Let’s look at the engine, shall we?
It’s a 350 backed up by a Powerglide. The owner said his grandmother bought the car new and it had very few options on it. It came with the 235 Blue Flame Six and Powerglide, which was a $188 option for those who didn’t want the three on the tree. An 3 speed overdrive manual was offered for $108, which would have made this a very efficient highway trip car if you also chose a numerically low rear end ratio. A Turboglide was available if you bought the 283 V-8. I asked about the air cleaner, and was told someone has started making reproductions of the steel Oldsmobile air cleaner. They’re available on Amazon for $106 plus shipping. It struck me as exceedingly cool and a nice change from that familiar aftermarket chrome one we’ve all had at one point. The pinstriping was done by a custom shop locally.

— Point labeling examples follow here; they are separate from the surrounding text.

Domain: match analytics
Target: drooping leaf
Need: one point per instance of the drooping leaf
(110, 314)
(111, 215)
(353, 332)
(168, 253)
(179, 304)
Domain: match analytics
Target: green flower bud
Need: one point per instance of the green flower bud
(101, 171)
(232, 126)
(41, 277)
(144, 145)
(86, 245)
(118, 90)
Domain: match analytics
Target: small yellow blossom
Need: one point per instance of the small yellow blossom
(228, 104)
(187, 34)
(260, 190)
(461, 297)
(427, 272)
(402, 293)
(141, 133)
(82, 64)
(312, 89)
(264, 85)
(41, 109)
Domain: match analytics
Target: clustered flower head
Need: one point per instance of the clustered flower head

For 1958, Chevrolet models were redesigned longer, lower, and heavier than their 1957 predecessors. The first ever production Chevrolet big block V8, the 348 was now an option. Chevrolet’s design for the year fared better than other GM offerings, and lacked the overabundance of chrome found on Pontiacs, Oldsmobiles, Buicks and Cadillacs. Complementing Chevrolet’s front design was a broad grille and quad headlights that helped simulate a ‘Baby Cadillac’. Befitting its bottom-end status, the Delray had minimal interior and exterior trim and limited options. As such, this model was popular with fleet buyers such as police departments and businesses.
However, private customers could also buy a Delray if low price, economy and basic all-around transportation with the convenience of a full-size automobile were the primary goals. Compare the chrome on the side of the Delray to that of the Impala.
It’s cleaner and less busy to me and…classier.
I love the dash. I wish modern cars looked like this.
The front end still had the requisite chrome bumper and grill.
Comfy looking bench seat.
One last look at the script. Isn’t that so much better than the stick-on badges we get now?